LO QUE VE EL TURISTA HOY
Al principio del siglo veinte arqueólogos alemanes comenzaron una excavación sistemática en Babilonia. ¿Qué, entonces, ve el turista? Ante sus ojos están enormes montones de ruinas de edificios y palacios desentrañados. Casi no queda indicio alguno del gran muro. Hay una charca, un pantano de agua cubierta de espuma verde y burbujeando de ranas. De las grietas salen volando búhos; escorpiones y chacales son los únicos correos en el palacio de Nabucodonosor.

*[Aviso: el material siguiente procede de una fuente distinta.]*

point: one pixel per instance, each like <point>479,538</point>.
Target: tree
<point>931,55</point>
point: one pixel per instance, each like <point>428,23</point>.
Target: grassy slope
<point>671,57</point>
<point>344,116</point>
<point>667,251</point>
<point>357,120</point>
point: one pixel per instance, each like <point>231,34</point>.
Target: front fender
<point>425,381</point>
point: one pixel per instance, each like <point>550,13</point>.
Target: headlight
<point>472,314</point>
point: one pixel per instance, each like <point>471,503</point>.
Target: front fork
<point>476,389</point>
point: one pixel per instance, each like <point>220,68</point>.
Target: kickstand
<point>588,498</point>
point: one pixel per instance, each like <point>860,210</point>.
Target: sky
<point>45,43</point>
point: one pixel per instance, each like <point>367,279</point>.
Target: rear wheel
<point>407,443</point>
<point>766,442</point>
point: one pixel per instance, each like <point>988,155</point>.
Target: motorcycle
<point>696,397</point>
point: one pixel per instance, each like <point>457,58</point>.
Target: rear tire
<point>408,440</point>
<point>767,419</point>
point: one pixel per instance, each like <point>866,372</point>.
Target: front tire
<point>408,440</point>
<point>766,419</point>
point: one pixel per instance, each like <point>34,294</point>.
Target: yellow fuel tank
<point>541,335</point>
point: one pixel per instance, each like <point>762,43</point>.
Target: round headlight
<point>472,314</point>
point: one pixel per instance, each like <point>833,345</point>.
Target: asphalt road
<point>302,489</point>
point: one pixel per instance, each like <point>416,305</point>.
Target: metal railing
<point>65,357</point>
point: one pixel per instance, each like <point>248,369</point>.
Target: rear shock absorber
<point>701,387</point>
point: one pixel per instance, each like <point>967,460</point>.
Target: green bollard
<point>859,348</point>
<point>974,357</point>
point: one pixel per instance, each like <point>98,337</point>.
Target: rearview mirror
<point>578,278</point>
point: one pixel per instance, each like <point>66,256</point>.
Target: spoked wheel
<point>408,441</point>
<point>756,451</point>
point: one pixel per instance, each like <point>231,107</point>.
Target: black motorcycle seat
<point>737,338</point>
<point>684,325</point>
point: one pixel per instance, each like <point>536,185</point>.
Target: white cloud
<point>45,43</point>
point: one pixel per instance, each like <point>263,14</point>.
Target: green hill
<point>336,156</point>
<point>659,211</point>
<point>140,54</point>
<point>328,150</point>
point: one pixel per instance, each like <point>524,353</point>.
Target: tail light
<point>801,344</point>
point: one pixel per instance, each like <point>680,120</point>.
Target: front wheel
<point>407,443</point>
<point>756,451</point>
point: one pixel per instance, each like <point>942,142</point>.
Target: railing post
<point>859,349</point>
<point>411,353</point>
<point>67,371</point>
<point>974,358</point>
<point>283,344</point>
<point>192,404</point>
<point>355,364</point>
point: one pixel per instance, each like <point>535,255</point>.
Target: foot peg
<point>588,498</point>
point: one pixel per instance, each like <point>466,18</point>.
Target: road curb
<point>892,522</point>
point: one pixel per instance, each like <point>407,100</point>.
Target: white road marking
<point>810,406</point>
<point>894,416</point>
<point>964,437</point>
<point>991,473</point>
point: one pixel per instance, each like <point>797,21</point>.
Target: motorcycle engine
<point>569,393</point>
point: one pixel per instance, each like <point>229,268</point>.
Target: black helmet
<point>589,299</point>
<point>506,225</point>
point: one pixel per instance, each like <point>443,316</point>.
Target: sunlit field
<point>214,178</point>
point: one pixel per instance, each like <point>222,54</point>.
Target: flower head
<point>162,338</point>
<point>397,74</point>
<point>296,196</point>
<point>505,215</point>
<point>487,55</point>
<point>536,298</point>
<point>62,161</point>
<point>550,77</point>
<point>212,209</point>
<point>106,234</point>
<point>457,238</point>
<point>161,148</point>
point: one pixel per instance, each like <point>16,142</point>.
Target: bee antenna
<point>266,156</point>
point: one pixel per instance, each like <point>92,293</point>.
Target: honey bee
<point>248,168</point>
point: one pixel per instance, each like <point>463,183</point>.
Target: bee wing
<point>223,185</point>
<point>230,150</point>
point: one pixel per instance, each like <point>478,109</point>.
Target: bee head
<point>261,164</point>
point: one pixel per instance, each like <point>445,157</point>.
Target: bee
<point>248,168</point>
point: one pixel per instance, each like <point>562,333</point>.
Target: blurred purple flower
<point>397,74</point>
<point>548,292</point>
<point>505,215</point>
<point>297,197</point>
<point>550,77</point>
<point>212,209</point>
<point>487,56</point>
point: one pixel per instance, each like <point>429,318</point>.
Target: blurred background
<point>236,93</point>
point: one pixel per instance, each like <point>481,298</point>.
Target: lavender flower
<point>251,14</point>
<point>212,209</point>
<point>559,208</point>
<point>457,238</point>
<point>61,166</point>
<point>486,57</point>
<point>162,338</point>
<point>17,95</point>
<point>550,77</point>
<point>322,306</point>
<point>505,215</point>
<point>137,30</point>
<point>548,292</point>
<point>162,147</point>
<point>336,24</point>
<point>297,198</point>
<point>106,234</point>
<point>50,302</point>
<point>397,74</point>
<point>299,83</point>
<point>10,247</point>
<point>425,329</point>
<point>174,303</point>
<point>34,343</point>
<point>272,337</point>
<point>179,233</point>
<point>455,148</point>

En vez de venirle un sentimiento de belleza, al turista le viene el pensamiento de que ninguna ciudad podría ser una ruina más completa.
Las murallas de la Puerta de Astarté han sido desenterradas. Dentro hay enormes losas, de casi un metro cuadrado. Cada una lleva la inscripción: “Nabucodonosor, rey de Babilonia, soy yo. La calle Babel la empedré con bloques de piedra para la procesión del gran Señor, Marduc.” Los bloques todavía están allí, tal como estaban cuando Daniel caminaba sobre ellos.
Se detiene el turista en medio de las ruinas y no puede menos que reflexionar sobre el pasado: Aquí Nabucodonosor, después de destruir a Jerusalén en 607 a. de J.C., trajo a los cautivos de Judá. Aquí, acariciado aún por sauces, está el Éufrates, haciéndole recordar al turista el salmo: “Junto a los ríos de Babilonia, allí nos sentamos, y también lloramos, acordándonos de Sión. Sobre los sauces en medio de ella colgamos nuestras arpas.” (Sal. 137:1, 2, Mod) Aquí Daniel, no dejando que lo aturdiera el resplandor que lo rodeaba, permaneció fiel al Dios del cielo, Jehová. Aquí el dedo de Dios escribió en la pared del palacio de Belsasar una profecía de destrucción, cumplida en cosa de horas.
Absorto en pensamientos, el turista camina lentamente hasta el lugar donde ha de tomar su tren. Ese letrero lo intriga: “Paradero Babilonia. Se detienen los trenes aquí para recoger pasajeros.” ¡Qué apto, piensa él! ¡Qué comentario más apropiado respecto al fin de Babilonia—sólo un paradero ahora! Mientras se prepara para abordar el tren medita en el pensamiento de que bien podría colocarse otro letrero al lado del actual. En éste podrían esmaltarse las palabras proféticas de Isaías y Jeremías, pronunciadas cuando nada ofuscaba el esplendor de Babilonia: “A causa de la ira de Jehová, no será habitada, sino que toda ella será una desolación; cuantos pasaren junto a Babilonia quedarán asombrados.” “¡Cómo ha venido a ser Babilonia una desolación entre las naciones!” “¡Cómo ha cesado el opresor! ¡la ciudad de oro ha cesado!”—Jer. 50:13; 51:41, Mod; Isa.14:4. AN.